The following commands download and parse the latest xml dump of simple english wikipedia. This takes ~300MB of disk space and ~1 minute to parse.

curl -L "https://dumps.wikimedia.org/simplewiki/latest/simplewiki-latest-pages-articles.xml.bz2" > simplewiki.xml.bz2
python -m wikinet xml2json simplewiki.xml.bz2 simplewiki.json
python -m wikinet json2hdf simplewiki.json simplewiki.h5

This creates a hdf5 archive (simplewiki.h5) containing page titles, lengths (in characters) and the adjacency matrix of the link network in CSR format. The structure of the hdf5 archive is shown below (obtained from h5dump -n 1 simplewiki.h5).

HDF5 "simplewiki.h5" {
FILE_CONTENTS {
 group      /
 group      /graph
 group      /graph/adjacency
 group      /graph/adjacency/csr
 dataset    /graph/adjacency/csr/IA
 dataset    /graph/adjacency/csr/JA
 group      /graph/vertices
 dataset    /graph/vertices/lengths
 dataset    /graph/vertices/titles
 }
}

Inspiration

Implementation Notes

Two Stage Parsing

Network extraction is done in two stages to optimize speed, memory, and disk space requirements. In the first, and slowest stage xml2json incrementally reads a (bzip2 compressed) xml dump, extracts all links from the text of each page using regex and produces a newline delimited json file where each line is a json object containing the title, length and links for a single page/redirect. In the second stage json2hdf reads the json file, applies filters, resolves all links and saves the results in a hdf5 archive.

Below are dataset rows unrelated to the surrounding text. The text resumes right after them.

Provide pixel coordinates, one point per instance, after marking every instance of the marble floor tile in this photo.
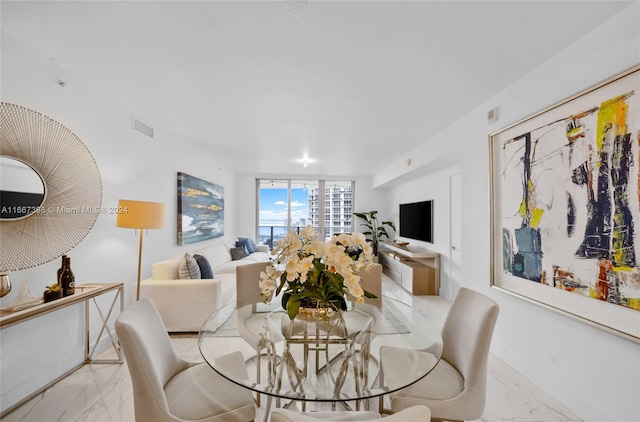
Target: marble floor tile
(103, 392)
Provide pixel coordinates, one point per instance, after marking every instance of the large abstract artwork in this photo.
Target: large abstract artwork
(200, 210)
(566, 206)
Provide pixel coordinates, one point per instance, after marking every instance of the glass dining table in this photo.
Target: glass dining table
(340, 359)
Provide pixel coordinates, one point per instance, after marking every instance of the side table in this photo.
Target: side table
(85, 293)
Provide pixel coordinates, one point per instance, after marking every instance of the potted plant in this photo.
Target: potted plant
(316, 277)
(375, 231)
(53, 292)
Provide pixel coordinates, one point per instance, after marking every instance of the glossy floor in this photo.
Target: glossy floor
(100, 392)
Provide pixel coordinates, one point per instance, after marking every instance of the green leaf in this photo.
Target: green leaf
(369, 295)
(285, 299)
(293, 307)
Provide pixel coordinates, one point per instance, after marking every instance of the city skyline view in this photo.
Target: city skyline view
(273, 206)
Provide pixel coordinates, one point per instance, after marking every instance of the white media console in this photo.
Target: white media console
(416, 269)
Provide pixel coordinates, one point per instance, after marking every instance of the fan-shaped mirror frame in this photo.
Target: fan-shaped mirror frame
(73, 183)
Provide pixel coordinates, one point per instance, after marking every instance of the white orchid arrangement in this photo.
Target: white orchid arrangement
(310, 270)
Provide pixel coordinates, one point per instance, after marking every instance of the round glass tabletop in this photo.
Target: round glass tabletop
(342, 359)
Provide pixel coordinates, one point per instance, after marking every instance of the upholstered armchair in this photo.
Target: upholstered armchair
(169, 388)
(412, 414)
(456, 388)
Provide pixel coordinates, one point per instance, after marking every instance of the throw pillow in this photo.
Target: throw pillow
(238, 253)
(188, 268)
(244, 244)
(205, 268)
(250, 244)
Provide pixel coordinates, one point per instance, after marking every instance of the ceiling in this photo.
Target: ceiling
(349, 85)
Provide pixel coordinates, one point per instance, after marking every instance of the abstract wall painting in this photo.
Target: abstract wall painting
(200, 210)
(565, 192)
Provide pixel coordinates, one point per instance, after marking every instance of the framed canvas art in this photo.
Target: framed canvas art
(565, 206)
(200, 210)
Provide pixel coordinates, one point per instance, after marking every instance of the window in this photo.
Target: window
(292, 204)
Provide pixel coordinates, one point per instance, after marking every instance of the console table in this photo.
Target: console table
(416, 269)
(85, 293)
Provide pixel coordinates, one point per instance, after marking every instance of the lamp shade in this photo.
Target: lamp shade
(140, 214)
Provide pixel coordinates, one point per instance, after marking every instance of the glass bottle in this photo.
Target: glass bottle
(60, 270)
(67, 280)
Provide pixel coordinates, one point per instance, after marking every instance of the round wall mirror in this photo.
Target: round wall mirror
(22, 190)
(64, 185)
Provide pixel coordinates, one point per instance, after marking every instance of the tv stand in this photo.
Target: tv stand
(416, 269)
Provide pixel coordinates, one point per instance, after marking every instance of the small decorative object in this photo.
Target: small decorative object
(314, 310)
(5, 284)
(67, 279)
(53, 292)
(316, 274)
(375, 231)
(23, 300)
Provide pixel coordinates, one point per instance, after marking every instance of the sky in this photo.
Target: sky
(273, 205)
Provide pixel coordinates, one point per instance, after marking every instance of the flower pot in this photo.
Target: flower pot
(317, 311)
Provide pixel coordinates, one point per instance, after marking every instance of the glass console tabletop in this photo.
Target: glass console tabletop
(328, 361)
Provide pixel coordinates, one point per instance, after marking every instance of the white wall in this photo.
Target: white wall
(132, 166)
(594, 373)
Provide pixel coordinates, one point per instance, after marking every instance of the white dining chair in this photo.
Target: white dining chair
(412, 414)
(169, 388)
(456, 389)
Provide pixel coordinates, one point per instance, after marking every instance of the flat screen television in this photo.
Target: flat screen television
(416, 221)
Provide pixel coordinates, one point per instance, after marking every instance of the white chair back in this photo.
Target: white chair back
(412, 414)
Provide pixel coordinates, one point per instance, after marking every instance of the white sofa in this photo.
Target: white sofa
(185, 304)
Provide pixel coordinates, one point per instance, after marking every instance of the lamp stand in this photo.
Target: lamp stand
(139, 266)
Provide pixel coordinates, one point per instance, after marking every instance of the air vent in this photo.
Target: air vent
(142, 128)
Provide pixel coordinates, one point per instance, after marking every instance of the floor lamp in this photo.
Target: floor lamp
(140, 215)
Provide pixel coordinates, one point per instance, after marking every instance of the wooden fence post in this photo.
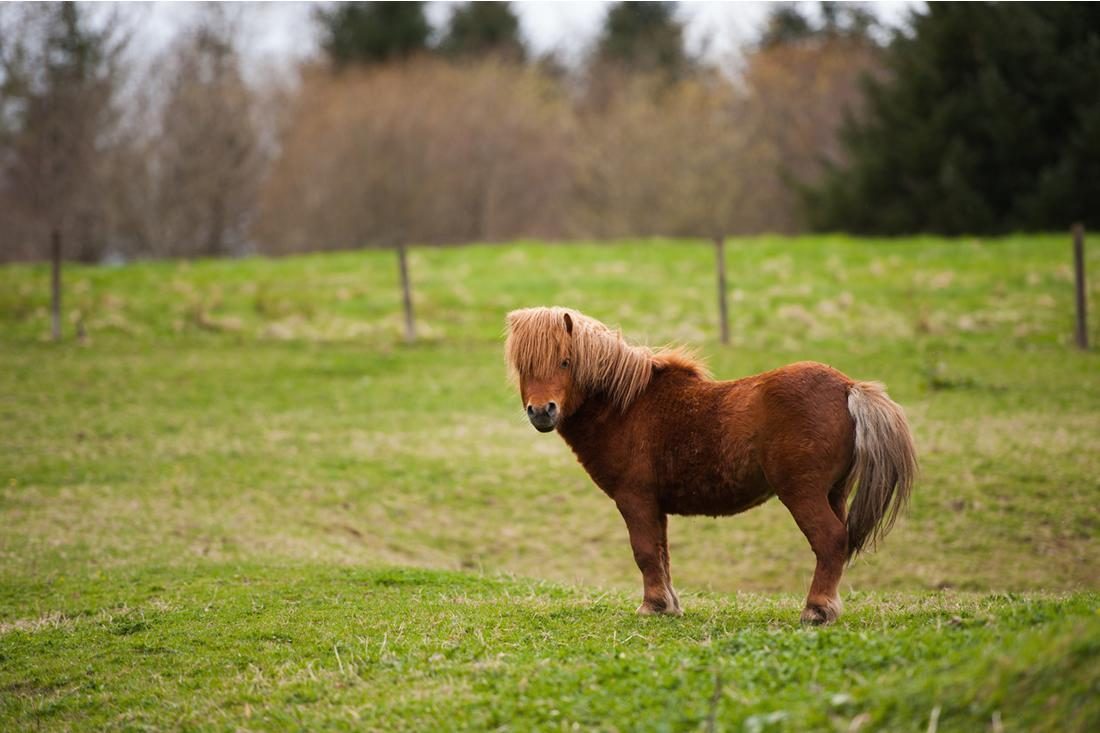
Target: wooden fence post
(406, 295)
(719, 245)
(1082, 329)
(55, 290)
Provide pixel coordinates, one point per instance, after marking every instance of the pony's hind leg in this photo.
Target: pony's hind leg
(816, 516)
(648, 527)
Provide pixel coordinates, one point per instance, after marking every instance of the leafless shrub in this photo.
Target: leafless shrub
(420, 153)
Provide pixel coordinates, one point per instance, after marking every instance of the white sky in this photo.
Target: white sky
(283, 33)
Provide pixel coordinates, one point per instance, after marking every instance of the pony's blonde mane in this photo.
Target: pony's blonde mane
(602, 360)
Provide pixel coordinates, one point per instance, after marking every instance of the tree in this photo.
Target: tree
(788, 23)
(988, 121)
(479, 29)
(644, 36)
(373, 32)
(58, 81)
(208, 164)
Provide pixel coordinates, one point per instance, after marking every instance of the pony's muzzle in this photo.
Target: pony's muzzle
(543, 418)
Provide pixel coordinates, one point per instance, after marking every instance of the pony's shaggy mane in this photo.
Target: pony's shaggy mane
(601, 358)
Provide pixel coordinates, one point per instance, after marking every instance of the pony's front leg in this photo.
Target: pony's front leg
(648, 527)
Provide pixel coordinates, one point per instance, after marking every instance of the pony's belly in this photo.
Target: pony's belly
(693, 500)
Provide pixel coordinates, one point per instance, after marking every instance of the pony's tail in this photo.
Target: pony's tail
(883, 465)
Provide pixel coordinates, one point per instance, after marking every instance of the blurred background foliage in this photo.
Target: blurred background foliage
(969, 118)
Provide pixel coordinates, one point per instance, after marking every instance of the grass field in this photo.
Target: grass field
(240, 502)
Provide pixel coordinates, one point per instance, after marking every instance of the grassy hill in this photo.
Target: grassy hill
(211, 504)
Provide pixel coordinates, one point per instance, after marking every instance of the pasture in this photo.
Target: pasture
(240, 502)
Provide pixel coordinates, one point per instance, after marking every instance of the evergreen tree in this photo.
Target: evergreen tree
(373, 32)
(644, 36)
(59, 76)
(477, 29)
(988, 121)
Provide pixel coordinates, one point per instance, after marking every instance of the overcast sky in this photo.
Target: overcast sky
(284, 32)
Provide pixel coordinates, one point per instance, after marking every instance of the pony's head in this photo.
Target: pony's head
(558, 357)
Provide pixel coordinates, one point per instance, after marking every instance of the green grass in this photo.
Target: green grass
(241, 502)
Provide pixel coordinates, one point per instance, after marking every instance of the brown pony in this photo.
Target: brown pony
(660, 437)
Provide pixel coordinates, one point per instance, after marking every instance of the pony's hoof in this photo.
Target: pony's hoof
(649, 609)
(818, 615)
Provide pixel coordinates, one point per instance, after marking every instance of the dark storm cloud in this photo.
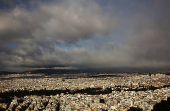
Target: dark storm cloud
(28, 36)
(150, 36)
(35, 31)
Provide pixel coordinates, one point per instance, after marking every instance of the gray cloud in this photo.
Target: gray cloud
(35, 32)
(150, 37)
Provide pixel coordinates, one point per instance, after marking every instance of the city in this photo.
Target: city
(125, 91)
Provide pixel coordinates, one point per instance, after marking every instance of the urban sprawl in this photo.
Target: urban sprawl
(119, 92)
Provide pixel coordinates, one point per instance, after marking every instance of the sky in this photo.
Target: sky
(84, 34)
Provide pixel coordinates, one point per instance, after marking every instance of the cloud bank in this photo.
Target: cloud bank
(30, 37)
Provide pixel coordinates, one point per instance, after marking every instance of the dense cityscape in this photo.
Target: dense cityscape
(83, 92)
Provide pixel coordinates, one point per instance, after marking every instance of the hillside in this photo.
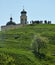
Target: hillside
(20, 46)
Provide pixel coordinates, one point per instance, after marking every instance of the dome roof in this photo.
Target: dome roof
(23, 11)
(11, 22)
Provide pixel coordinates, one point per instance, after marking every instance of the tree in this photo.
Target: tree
(45, 21)
(38, 44)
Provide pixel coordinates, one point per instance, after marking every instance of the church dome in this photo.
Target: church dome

This two stage approach is used because in order to resolve links a complete list of all page titles and redirects must be available. Therefore, either all links must be held in memory as text until the entire wiki has been read or else the wiki must be read twice (once to collect all titles and redirects and once to resolve links). For large wikis, e.g. english wikipedia, holding all links as text requires a prohibitive amount of memory for typical machines so it is necessary to use the second approach and take two passes. However, reading the xml dump twice would be slow because of its size and compression (and it is desirable keep it compressed in order to save disk space). The intermediate ndjson representation solves these problems since it can be written on the fly requiring only one pass through the xml dump, and can be read quickly making the two pass approach feasible in the second stage.

Link Extraction

Wikitext links have the general form [[Page name#Section name|displayed text]]. The target for each link is extracted in xml2json using the following python regex: re.compile("(?:\\[\\[)(.+?)(?:[\\]|#])").

Link Resolution

Resolving links is a mostly straightforward process except for two details. First links can point to redirects that must be followed. Second the first letter of a link is case insensitive unless the link is only a single letter. wikinet takes care to handle both these details correctly by keeping track of all redirects and normalizing links.

Page Filtering

The xml dumps contain many pages that are not normal articles such as files and help pages. These are filtered in json2hdf by checking page titles against the following python regex:

re.compile("(?:Wikipedia:|:?File:|Media:|:?Image:|:?Template:|Draft:|Portal:|Module:|TimedText:|MediaWiki:|Help:)")

Storage Format

The output is stored as a hdf5 archive rather than as GraphML or some other text based format because the data can be large enough to make these formats inconvenient in terms of both disk space and parsing time. For example the link network of simple english wikipedia takes up ~125MB as a GraphML file but only ~16MB as a hdf5 archive. These savings become more important for larger wikis such as english wikipedia which takes up about 1GB as a hdf5 archive.